特に「食」がテーマの本なのに、必ず「人」がいるのが良い。
何を買うにしても必ず人との会話が発生し、食べる以外の時間や新たな価値が産まれている様子を読めてとても心の健康に良い。著者だけでなく、食材を売る人たちも食への想いが大きいからこそ、本書のような素敵な時間が醸成されるのだろう。いいなあ。
余談:
学生の頃、イタリアの豊かな地域色を日本での地方創生に生かせないかというフィールドワークを日伊両国で行ったことがある。あれから7,8年くらい経つが、本書を読んで(フランスだけど)ようやっと気づけたことがある。そもそもこれは問題提起から間違っていた。
そもそも地域色が豊かなのは、不便さと隣り合っているのだと思う。本書では、フランスにはドレッシングの種類が極端に少ないということが例として挙げられていたが、日本ではそういった不便がほとんどない。ファストフードの充実、スーパーやコンビニのラインナップの充実。いつでも、どこでも、食べたい味を頂くことができる日本はあまりにも便利すぎて、手間をかけてまで料理をするという人は少ないのだろう。

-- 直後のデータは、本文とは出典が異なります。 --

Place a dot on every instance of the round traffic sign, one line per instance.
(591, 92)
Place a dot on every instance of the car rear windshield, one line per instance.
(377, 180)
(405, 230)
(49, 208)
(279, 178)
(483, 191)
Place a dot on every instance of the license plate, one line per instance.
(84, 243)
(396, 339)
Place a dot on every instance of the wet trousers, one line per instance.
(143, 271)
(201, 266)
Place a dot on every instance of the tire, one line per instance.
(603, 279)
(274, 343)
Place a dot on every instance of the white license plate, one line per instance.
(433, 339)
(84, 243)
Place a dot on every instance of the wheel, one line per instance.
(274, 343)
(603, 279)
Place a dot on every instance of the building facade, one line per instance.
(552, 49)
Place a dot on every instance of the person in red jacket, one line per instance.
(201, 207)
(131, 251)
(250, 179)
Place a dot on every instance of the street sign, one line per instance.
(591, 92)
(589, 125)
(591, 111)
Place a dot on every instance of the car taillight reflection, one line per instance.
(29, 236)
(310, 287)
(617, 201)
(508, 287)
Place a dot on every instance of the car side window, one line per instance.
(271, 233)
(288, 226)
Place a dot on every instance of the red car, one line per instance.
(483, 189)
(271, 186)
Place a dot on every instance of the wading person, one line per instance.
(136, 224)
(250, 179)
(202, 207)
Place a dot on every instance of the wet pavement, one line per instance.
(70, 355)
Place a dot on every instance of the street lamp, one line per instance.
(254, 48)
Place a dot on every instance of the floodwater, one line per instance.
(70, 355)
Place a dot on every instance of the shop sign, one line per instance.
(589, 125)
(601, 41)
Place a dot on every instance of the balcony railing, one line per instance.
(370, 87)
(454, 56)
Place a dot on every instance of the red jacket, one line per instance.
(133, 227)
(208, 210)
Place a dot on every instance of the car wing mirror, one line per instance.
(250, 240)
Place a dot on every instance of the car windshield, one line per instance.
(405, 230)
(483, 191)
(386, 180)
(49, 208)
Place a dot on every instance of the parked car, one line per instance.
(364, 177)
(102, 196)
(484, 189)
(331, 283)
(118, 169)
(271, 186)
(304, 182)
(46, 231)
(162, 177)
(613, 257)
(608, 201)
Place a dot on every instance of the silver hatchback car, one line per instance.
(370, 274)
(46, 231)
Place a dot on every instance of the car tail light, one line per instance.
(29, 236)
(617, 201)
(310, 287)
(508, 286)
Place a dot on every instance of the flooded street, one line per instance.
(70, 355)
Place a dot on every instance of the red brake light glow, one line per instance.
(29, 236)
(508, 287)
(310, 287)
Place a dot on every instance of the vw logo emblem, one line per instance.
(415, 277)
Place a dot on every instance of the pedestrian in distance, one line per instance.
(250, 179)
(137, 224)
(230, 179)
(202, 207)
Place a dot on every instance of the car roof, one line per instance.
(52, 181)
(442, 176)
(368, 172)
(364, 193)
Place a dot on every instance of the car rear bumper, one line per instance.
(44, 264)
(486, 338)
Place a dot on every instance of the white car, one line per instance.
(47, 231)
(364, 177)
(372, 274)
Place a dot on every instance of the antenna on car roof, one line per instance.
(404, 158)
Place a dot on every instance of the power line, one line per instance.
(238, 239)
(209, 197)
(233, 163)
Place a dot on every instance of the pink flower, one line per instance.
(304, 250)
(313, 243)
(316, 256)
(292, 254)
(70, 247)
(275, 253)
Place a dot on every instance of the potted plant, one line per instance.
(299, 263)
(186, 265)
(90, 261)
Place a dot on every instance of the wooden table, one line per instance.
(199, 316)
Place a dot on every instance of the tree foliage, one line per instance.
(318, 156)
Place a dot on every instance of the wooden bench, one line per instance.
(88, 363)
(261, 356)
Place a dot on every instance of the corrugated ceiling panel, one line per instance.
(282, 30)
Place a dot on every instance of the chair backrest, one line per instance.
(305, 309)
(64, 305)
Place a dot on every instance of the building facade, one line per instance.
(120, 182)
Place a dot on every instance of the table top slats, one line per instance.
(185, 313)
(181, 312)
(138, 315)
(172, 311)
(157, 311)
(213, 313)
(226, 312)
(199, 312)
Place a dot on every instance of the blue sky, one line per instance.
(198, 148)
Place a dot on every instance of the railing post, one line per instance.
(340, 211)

一方で、フランスやイタリアはそういった便利なおいしさが少ない(フランスは行ったことないので憶測、なんならイタリアもかなり前の話なので現状は全く知らない)ため、自分で作るしかない。結果として原材料となる農作物等で差別化が発生し、地域色が豊かになっていくのだろう。
昔していた勉強に新たな発見がもたらされる、これだから読書はやめられない。(とはいえ当時気付きたかった…….。フィールドワークやり直したい…….。)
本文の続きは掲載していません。